Protein-coding gene in the species Homo sapiens

NADH dehydrogenase [ubiquinone] 1 alpha subcomplex assembly factor 3, also known as 2P1, E3-3, or C3orf60, is a protein that in humans is encoded by the NDUFAF3 gene. NDUFAF3 is a mitochondrial assembly protein involved in the assembly of NADH dehydrogenase (ubiquinone) also known as complex I, which is located in the mitochondrial inner membrane and is the largest of the five complexes of the electron transport chain. Mutations in this gene have been associated with severe complex I deficiency and Leigh syndrome.

== Structure ==
NDUFAF3 is located on the p arm of chromosome 3 in position 21.31 and has 7 exons. The NDUFAF3 gene produces a 20.4 kDa protein composed of 184 amino acids. NDUFAF3 encodes two isoforms which have a common DUF498 domain. Predictions indicate that isoform A contains an additional 35 amino acid N-terminal sequence and is thus longer than isoform B. The extra sequence may be involved in mitochondrial targeting, supporting NDUFAF3's function in mitochondrial assembly.

== Function ==
NADH:ubiquinone oxidoreductase (complex I) catalyzes the transfer of electrons from NADH to ubiquinone (coenzyme Q) in the first step of the mitochondrial respiratory chain, resulting in the translocation of protons across the mitochondrial inner membrane. The NDUFAF3 gene encodes a mitochondrial complex I assembly protein that localizes to the mitochondrial inner membrane and interacts with complex I subunits and is important for the correct function of the mitochondrial respiratory chain.

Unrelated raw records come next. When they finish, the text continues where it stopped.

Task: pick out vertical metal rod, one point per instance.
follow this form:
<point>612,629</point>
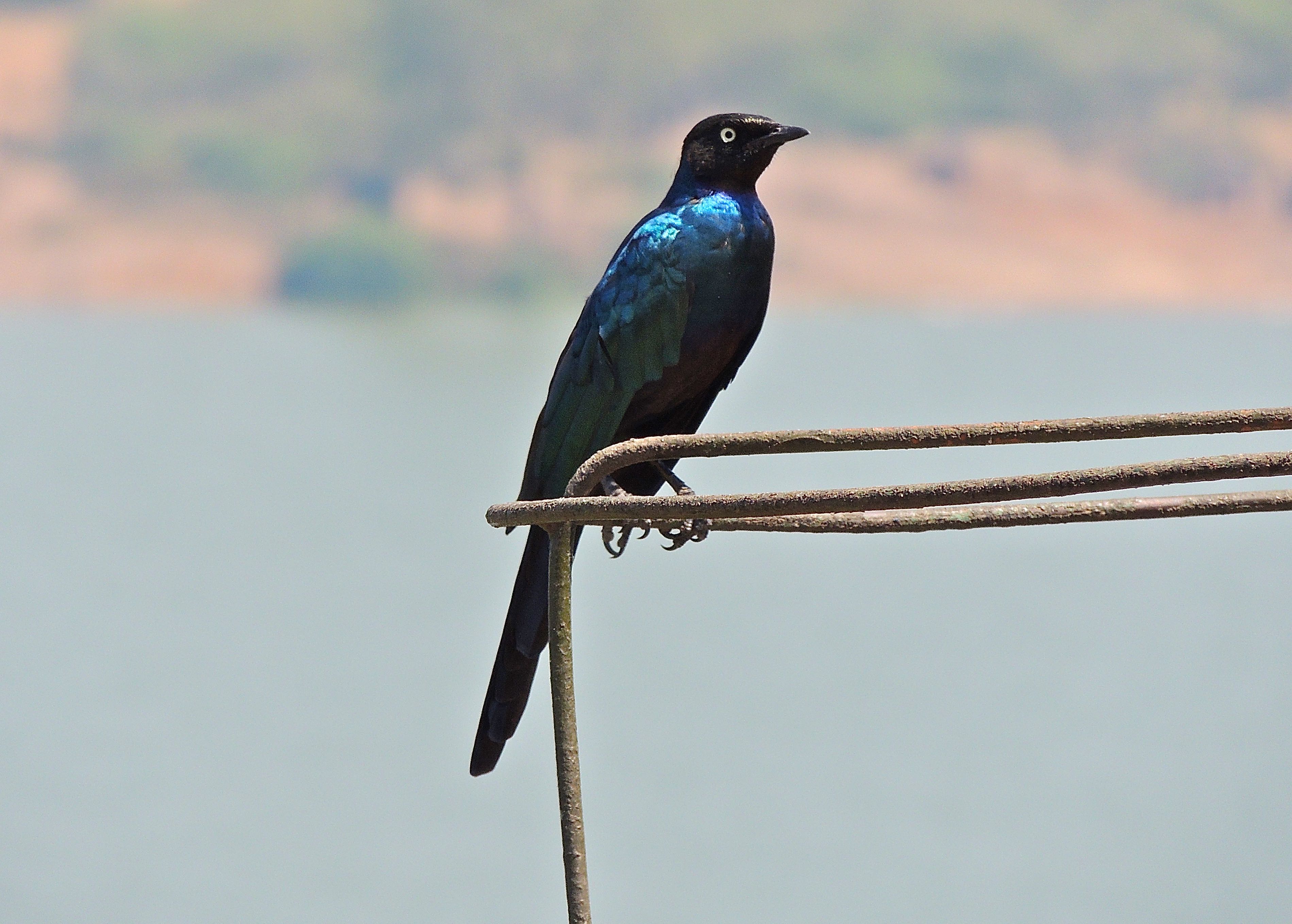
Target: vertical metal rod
<point>569,787</point>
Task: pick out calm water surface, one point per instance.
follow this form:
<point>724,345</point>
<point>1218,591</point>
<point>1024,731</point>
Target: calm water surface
<point>249,604</point>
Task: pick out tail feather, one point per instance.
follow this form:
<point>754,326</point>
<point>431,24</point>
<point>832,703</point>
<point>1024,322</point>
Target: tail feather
<point>525,635</point>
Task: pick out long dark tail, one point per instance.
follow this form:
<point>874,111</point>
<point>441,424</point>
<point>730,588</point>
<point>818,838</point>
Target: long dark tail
<point>525,635</point>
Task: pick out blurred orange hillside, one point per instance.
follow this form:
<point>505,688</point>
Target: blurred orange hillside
<point>976,216</point>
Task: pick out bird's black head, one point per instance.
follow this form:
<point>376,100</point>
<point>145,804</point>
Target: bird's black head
<point>732,150</point>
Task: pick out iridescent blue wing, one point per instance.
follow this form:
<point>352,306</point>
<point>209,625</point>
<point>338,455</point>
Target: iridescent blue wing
<point>631,330</point>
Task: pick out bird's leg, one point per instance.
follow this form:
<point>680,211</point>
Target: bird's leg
<point>688,530</point>
<point>617,546</point>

NDUFAF3 colocalizes, comigrates to several assembly intermediates, and is codependent with NDUFAF4 from the early to late stages of complex I assembly. In addition to their close interactions with each other, NDUFAF3 and NDUFAF4 interact with NDUFS2, NDUFS3, NDUFS8, and NDUFA5 in a translation-dependent early assembly mechanism. It is also suggested that NDUFAF3 is involved in coupling mitochondrial translation with membrane insertion in the process of complex I assembly.

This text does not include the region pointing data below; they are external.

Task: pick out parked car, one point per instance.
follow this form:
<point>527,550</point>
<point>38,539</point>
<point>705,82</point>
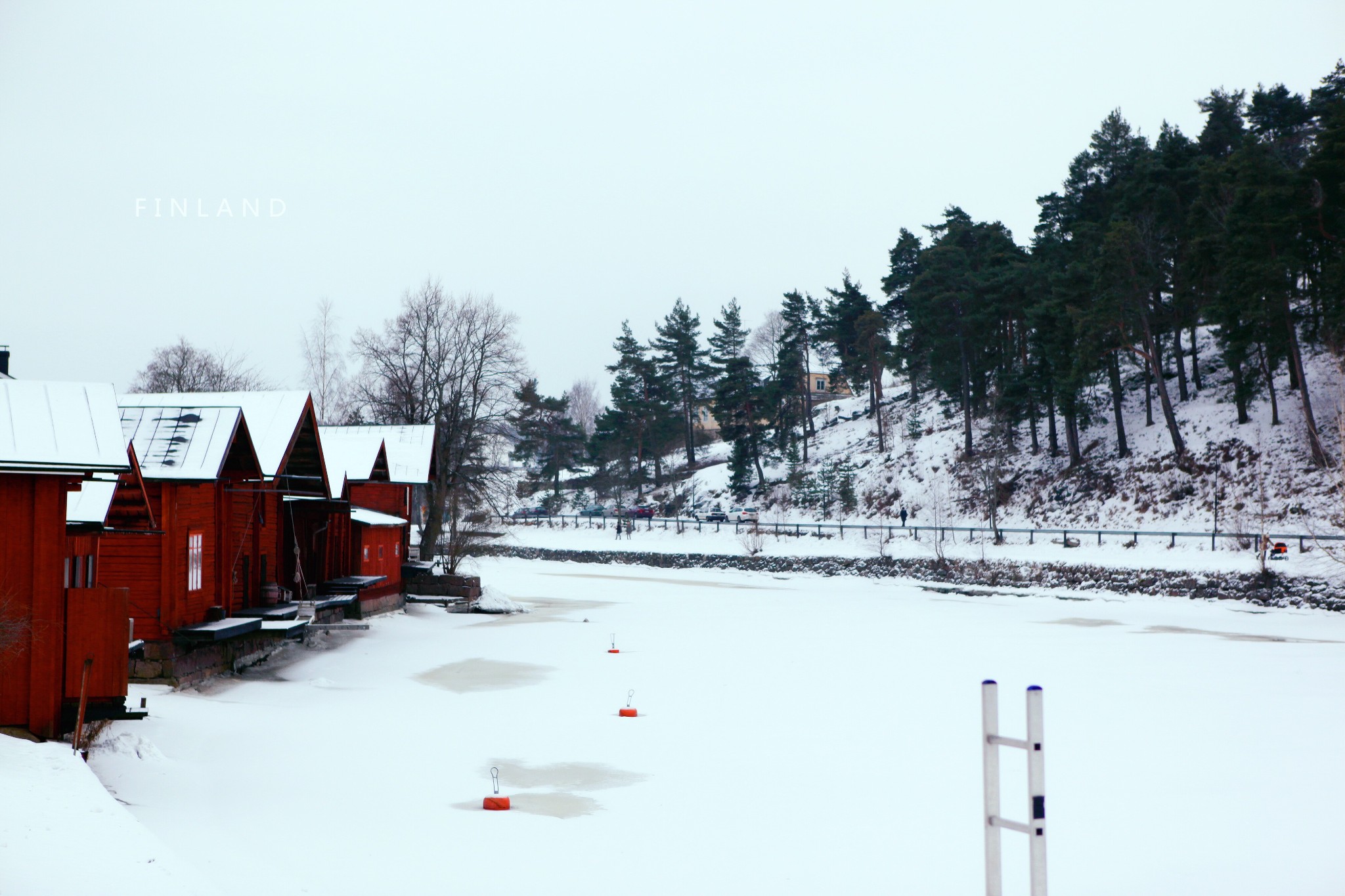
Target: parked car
<point>715,515</point>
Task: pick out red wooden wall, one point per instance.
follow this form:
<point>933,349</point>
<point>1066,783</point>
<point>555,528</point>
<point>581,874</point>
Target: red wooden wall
<point>96,629</point>
<point>33,543</point>
<point>393,499</point>
<point>380,551</point>
<point>155,566</point>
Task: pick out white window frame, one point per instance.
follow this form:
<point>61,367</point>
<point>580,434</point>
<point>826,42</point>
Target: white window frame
<point>195,561</point>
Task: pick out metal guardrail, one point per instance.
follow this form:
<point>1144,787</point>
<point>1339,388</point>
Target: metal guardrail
<point>940,531</point>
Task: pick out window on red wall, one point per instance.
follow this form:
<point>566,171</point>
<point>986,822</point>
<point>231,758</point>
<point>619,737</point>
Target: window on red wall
<point>195,561</point>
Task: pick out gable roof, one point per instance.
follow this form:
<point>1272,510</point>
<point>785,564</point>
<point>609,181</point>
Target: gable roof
<point>272,417</point>
<point>60,427</point>
<point>185,442</point>
<point>112,501</point>
<point>351,456</point>
<point>282,423</point>
<point>410,449</point>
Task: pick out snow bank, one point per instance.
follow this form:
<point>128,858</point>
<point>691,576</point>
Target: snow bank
<point>61,832</point>
<point>797,735</point>
<point>494,601</point>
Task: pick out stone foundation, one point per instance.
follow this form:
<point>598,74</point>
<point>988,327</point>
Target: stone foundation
<point>444,586</point>
<point>185,662</point>
<point>363,609</point>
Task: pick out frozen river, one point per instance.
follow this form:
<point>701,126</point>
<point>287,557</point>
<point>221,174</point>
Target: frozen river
<point>795,735</point>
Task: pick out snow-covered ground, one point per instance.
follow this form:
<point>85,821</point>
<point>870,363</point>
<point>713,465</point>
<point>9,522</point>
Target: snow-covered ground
<point>61,832</point>
<point>921,468</point>
<point>797,735</point>
<point>1152,553</point>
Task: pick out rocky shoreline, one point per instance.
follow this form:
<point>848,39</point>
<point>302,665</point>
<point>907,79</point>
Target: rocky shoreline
<point>1270,590</point>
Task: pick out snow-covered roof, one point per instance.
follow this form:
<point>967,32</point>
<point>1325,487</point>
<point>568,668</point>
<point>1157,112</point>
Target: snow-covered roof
<point>92,501</point>
<point>409,449</point>
<point>272,417</point>
<point>350,453</point>
<point>60,427</point>
<point>181,442</point>
<point>373,517</point>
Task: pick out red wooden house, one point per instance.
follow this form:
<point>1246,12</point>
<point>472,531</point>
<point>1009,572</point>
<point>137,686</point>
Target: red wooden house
<point>55,640</point>
<point>259,550</point>
<point>376,469</point>
<point>197,464</point>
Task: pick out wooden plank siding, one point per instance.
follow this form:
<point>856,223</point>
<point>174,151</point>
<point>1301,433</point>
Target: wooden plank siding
<point>154,567</point>
<point>393,499</point>
<point>96,629</point>
<point>33,542</point>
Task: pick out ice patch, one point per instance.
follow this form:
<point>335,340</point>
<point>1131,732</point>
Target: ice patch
<point>483,675</point>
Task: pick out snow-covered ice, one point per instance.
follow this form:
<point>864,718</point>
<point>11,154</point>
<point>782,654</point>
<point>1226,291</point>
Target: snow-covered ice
<point>61,832</point>
<point>797,735</point>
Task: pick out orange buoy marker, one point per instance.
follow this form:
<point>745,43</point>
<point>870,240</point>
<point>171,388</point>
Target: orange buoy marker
<point>496,802</point>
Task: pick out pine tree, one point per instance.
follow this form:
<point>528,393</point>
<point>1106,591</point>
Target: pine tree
<point>682,367</point>
<point>548,441</point>
<point>738,398</point>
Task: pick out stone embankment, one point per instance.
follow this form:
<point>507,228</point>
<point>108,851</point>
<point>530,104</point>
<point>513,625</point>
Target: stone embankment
<point>1270,590</point>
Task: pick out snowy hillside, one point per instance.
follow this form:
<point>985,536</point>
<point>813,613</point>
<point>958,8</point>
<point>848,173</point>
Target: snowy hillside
<point>1261,471</point>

== Clinical Significance ==
Mutations in NDUFAF3 have been associated with complex I deficiency and mitochondrial diseases. These disorders are a result of the dysfunction of the mitochondrial respiratory chain and can cause a wide range of clinical manifestations from lethal neonatal disease to adult-onset neurodegenerative disorders. Phenotypes include macrocephaly with progressive leukodystrophy, non-specific encephalopathy, cardiomyopathy, myopathy, liver disease, Leigh syndrome, Leber hereditary optic neuropathy, and some forms of Parkinson disease. Mutations have included the homozygous variants c.494C > T; p.(Ala165Val), c.365 G→C resulting in R122P, and c.2 T→C resulting in M1T. Clinically, NDUFAF3 mutations have been associated with Leigh syndrome and severe complex I deficiency. Some common signs and symptoms include lactic acidosis, nystagmus, hypotonia, and cerebral lesions.

== Interactions ==
In addition to co-complexes, NDUFAF3 has protein-protein interactions with NDUFAF4 and SNRPA.